Adam Smith’e göre kendine-emir; insanın çok güçlü, çok şiddetli ve uygunsuz davranmaya iten pasif duyguları meydana çıktığında aktif prensiplerin devreye girerek bu pasif duyguların etkisini azaltmasıdır. Aktif prensipler ve pasif duygular hırsların farklı sınıflarına mensupturlar. Smith hırsların beş sınıfını The Theory of Moral Sentiments kitabının birinci bölümünün ikinci kısmında tanımlar. Bunlar:

 

    ‘Hırslar köklerini bedenden alır. ’ Smith bunu; açlık ve cinsel şehvet olarak adlandırır. Bu doğal olarak hırsların en güçlü olanıdır.

 

 ‘Hırslar köklerini hayal gücünden alır.’ Smith bunu; aşk, aşkta hayal kırıklığına uğramak ve ya ikincil hırslar olarak adlandırır. Bu sevgiden doğar.

 

 ‘Asosyal Hırslar’: Smith, bu hırsların ‘nefret ve dargınlık’ gibi duygulardan kaynaklandığını belirtir. Bu da hayal gücünden türer.

 

 ‘Sosyal Hırslar’: Smith, bu hırsların ‘cömertlik, insanlık, kibarlık, merhamet, iyi arkadaşlık, saygı, tüm sosyal ve iyi etkileşimler’ olarak adlandırır. Bu özelliklere daha sonra adalet, doğruluk, namus, sadakat gibi kavramları da eklemiştir.

 

 ‘Bencil Hırslar’: Smith, bu hırsları biz iyi ve kötü kader üstünde hesap yaptığımızda ortaya çıkan ‘keder ve neşe’ olarak adlandırır. 


 

Pasif duygular biz kontrol edemediğimizde hırs haline gelirler.

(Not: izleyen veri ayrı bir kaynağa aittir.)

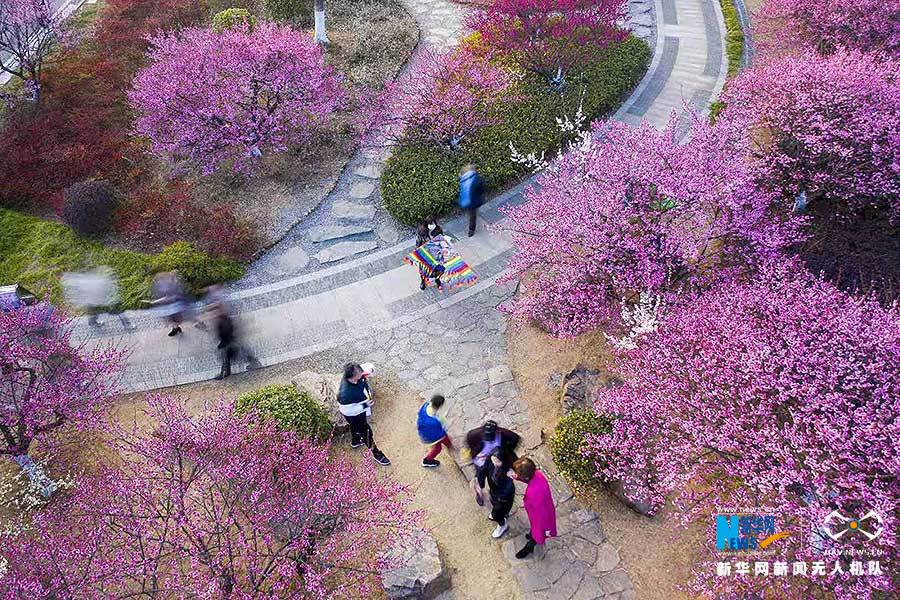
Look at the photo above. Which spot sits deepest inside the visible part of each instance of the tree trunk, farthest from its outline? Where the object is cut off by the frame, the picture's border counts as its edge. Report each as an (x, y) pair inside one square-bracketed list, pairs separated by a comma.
[(321, 35), (36, 475)]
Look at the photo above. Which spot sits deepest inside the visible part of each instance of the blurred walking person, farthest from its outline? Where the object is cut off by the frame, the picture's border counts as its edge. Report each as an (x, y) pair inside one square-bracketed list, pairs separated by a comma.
[(433, 430), (538, 504), (96, 292)]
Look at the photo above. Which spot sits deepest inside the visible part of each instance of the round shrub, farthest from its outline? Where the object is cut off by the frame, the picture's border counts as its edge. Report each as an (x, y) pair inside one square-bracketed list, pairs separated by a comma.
[(88, 207), (291, 409), (568, 443), (233, 17), (197, 269)]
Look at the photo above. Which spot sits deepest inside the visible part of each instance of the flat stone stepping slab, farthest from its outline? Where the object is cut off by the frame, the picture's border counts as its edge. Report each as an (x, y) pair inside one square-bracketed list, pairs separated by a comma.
[(361, 190), (342, 250), (351, 210), (324, 233), (370, 171)]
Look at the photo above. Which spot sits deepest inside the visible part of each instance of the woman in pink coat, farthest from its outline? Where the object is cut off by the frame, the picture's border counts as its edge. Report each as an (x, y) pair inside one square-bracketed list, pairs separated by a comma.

Hemen hemen insana kendini bir makine gibi hissettirler ve beden hırslarını, hayal hırslarını, bencil hırsları ve bizim amacımız için en önemli olan asosyal hırsları harekete geçirirler. Nefret ve dargınlık bunlara örnek teşkil eder. Aktif prensipler ise sosyal hırslardan(cömertlik ve merhamet gibi) meydana gelir. Hırsların altında yatan sebep; çok farklı yapılarda olan bu pasif duygular ve aktif prensiplerdir. Pasif duyguların ve aktif prensiplerin arasındaki ayrımın alt yapısında kendine-emir modelinin içsel zeka ve rasyonel-seçim modeli vardır.


Duygular ve hırslar çok kötü olsalar bile insanın doğasında vardır. İnsan, hırsları ve duyguları ilgili bir şey yapamaz ama nasıl hareket edeceğine kendi karar verir. Arzular insanı çok güçlü çekseler bile onların yolunu izlemek çoğu zaman faydalı olmaz. Hatta çok yüksek bir bedel ödemek durumunda kalınabilir. Böyle durumlarda kısa vadeli dürtülere direnmek için aktif kurallara güvenilmelidir. Böyle bu uzun vadede insana büyüklük ve itibar getirir.

 


Bir kişinin aktif prensipleriyle pasif duygularına karşı mücadele vermesi Smith’in kendine-emir teorisinin oyunlar teorisindeki modeli için anahtarı oluşturur. Smith’in şöyle teşvik edici bir yaklaşımı vardır; biri fiziki ve duygusal getirileri arasında bir alış-veriş yapabilir ve bu pasif duygulara karşı aktif prensiplerin ne kadar kullanıldığıyla ilgilidir. Smith’in bu yaklaşımı rasyonel karar verme(kişisel çıkarına) hakkında ip uçları verir.